I always thought the island of New Guinea looked like a dinosaur. I just looked up the Wikipedia entry for the The Federated States of Micronesia and noticed that island chain does as well.
I almost took a day trip to the Berkshires yesterday before wisely thinking better of it. A high school friend posted this snowfall accumulation map on Facebook with the caption “We’re orange.”
I love how the county borders bisect Seneca and Cayuga Lake in New York.
Antarctica. Not so much a continent as an archipelago underneath a (hopefully) permanent ice cap.
Found in CGPGrey’s excellent video What are Continents?
Greek philosopher and astronomer Anaximander, in addition to having a very cool name, is credited with creating the first map of the world during the 6th Century BCE. That map has been lost, naturally, and this image is a recreation from a description by Herodotus.
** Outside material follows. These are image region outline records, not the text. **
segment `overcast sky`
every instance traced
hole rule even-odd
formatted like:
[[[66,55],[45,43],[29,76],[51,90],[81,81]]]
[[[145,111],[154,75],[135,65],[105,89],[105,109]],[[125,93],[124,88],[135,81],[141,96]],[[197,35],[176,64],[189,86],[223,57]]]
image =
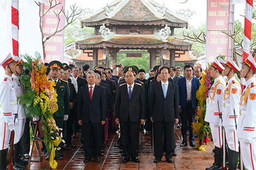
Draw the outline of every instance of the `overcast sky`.
[[[197,27],[201,23],[206,21],[206,0],[188,0],[187,2],[182,3],[187,0],[155,0],[160,4],[165,4],[168,8],[175,12],[179,9],[187,10],[189,8],[191,11],[195,12],[191,20],[188,21],[189,25]],[[107,3],[113,2],[113,0],[66,0],[66,8],[75,3],[78,7],[82,8],[90,8],[91,10],[97,10],[105,6]],[[239,16],[243,15],[245,4],[236,4],[235,9],[235,19],[239,20],[243,23],[244,17]]]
I came across this while trying to determine the boundaries between continents, specifically the one between North America and South America. Nobody knows and everyone assumes it is the man-made Panama Canal.
The boundary between Europe and Asia is more jagged than you might expect and it follows the course of rivers rather than current national boundaries. This large color-coded map of the world illustrates that last point.
Source: Wikipedia
I can’t look at Google Maps’ Mercator projection of Antarctica without seeing a giant man who is about to eat another piece of the continent with his Argentina-sized spork.
I noticed a familiar name while perusing a map of Tunisia the other day. George Lucas filmed parts of Star Wars in Tunisia and he borrowed the name of a local town for his fictional desert planet.